A Beacon Through the Gray Zone
Is there a place on your medical staff for a borderline practitioner? If you are reminded that the Medical Staff exists to serve the patient and assure quality and safety, does that change your answer? If the marginal practitioner worries you, what do you do about it?

Setting the Bar
Dr. Gauss is the head of a moderate-sized cardiology group in Competition City. He and his partners have privileges for pacemaker placement for bradyarrhythmia. A pacemaker vendor proposed sending Dr. Gauss to Mexico City for a one-day training course in ICD implantation and then arranging for a board-certified EP physician to proctor him for five cases. Dr. Gauss and the
EP physician met with the Chair of the Credentials Committee to reassure him that with Dr. Gauss’s past experience with bradypacing, the proposed training would certainly be adequate. They then met with Administration to discuss an exclusive (discounted) contract with the vendor that was arranging for Dr. Gauss’s training to provide all pacemakers and ICDs for the hospital. What are the issues that this plan may raise for the Medical Staff and Administration?

Who’s Minding the Store?
Cardiology is the busiest, most profitable service at Heartland Memorial. But, the CEO is concerned that perhaps it is doing too well – that some of the procedures being performed may be unnecessary. The director of Cardiology reassures her that all is well – the cardiologists are highly qualified and, even though no real monitoring or review is done, his sense is that most of the care provided is probably quite good. Unsure, the CEO discusses the matter with the CMO and the Chief of Staff and wonders whether this is a matter that should be discussed with the Board.

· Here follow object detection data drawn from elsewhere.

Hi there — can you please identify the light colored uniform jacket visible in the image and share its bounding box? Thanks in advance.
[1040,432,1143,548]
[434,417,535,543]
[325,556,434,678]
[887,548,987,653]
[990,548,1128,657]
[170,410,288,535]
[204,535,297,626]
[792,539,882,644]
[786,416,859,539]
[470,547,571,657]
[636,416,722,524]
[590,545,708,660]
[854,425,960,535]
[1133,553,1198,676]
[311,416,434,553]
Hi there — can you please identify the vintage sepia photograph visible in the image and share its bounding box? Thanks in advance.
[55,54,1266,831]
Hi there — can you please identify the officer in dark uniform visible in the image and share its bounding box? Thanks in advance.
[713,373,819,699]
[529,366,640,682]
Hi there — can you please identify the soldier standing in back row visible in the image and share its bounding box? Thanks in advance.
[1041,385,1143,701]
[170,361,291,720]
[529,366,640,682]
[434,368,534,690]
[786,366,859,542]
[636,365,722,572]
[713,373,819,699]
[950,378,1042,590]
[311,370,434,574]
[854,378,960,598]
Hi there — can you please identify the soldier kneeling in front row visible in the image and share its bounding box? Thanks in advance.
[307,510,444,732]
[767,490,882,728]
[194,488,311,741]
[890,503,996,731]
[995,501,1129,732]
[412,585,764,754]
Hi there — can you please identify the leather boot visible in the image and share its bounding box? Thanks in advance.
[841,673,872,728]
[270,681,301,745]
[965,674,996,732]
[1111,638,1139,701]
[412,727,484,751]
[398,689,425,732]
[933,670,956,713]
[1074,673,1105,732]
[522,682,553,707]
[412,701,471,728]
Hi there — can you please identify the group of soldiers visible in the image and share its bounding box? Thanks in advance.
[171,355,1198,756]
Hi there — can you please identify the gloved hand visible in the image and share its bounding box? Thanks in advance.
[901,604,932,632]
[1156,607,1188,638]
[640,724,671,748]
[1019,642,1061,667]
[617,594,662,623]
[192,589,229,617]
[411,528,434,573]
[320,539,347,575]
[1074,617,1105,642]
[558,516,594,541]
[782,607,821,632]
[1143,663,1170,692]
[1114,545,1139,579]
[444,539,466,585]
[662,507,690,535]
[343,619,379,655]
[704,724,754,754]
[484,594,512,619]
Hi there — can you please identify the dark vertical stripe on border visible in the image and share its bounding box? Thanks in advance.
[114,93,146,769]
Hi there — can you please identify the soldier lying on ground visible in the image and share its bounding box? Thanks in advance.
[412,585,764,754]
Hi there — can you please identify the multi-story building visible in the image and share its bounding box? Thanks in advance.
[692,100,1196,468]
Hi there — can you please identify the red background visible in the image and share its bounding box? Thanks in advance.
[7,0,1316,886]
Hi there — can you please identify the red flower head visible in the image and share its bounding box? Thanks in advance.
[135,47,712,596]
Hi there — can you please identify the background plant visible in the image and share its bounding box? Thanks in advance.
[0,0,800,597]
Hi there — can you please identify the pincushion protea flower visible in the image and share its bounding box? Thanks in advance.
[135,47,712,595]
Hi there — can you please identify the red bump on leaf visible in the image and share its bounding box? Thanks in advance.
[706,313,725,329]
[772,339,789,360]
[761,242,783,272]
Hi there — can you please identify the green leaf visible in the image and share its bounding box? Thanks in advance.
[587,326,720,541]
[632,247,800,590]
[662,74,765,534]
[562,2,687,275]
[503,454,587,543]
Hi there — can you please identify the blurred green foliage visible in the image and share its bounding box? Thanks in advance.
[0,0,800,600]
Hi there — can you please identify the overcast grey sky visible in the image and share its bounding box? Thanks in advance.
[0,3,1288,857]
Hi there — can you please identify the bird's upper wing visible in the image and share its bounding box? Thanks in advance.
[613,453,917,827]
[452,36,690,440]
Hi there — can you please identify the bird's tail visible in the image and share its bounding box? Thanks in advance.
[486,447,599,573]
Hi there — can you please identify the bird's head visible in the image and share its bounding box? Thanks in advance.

The Hybrid Medical Staff — All the Rules Have Changed
While no one was watching, the voluntary Medical Staff disappeared. It has been replaced by physicians with contracts,hospitalists or other employed physicians, center of excellence in place of traditional departments, membership which votes by its absence instead of participation, physicians who scoff at the traditional responsibilities of the “voluntary” Medical Staff such as ER call, proctoring new colleagues, participating in committee functions and serving is leadership roles.
Is the “voluntary Medical Staff” now just a figment of the Joint Commission’s imagination? Are you keeping it on life support by paying stipends to physicians to perform what were once voluntary fuctions? Is there any advantage to physicians to recreate this organization? If so, what should it look like? Where should you start?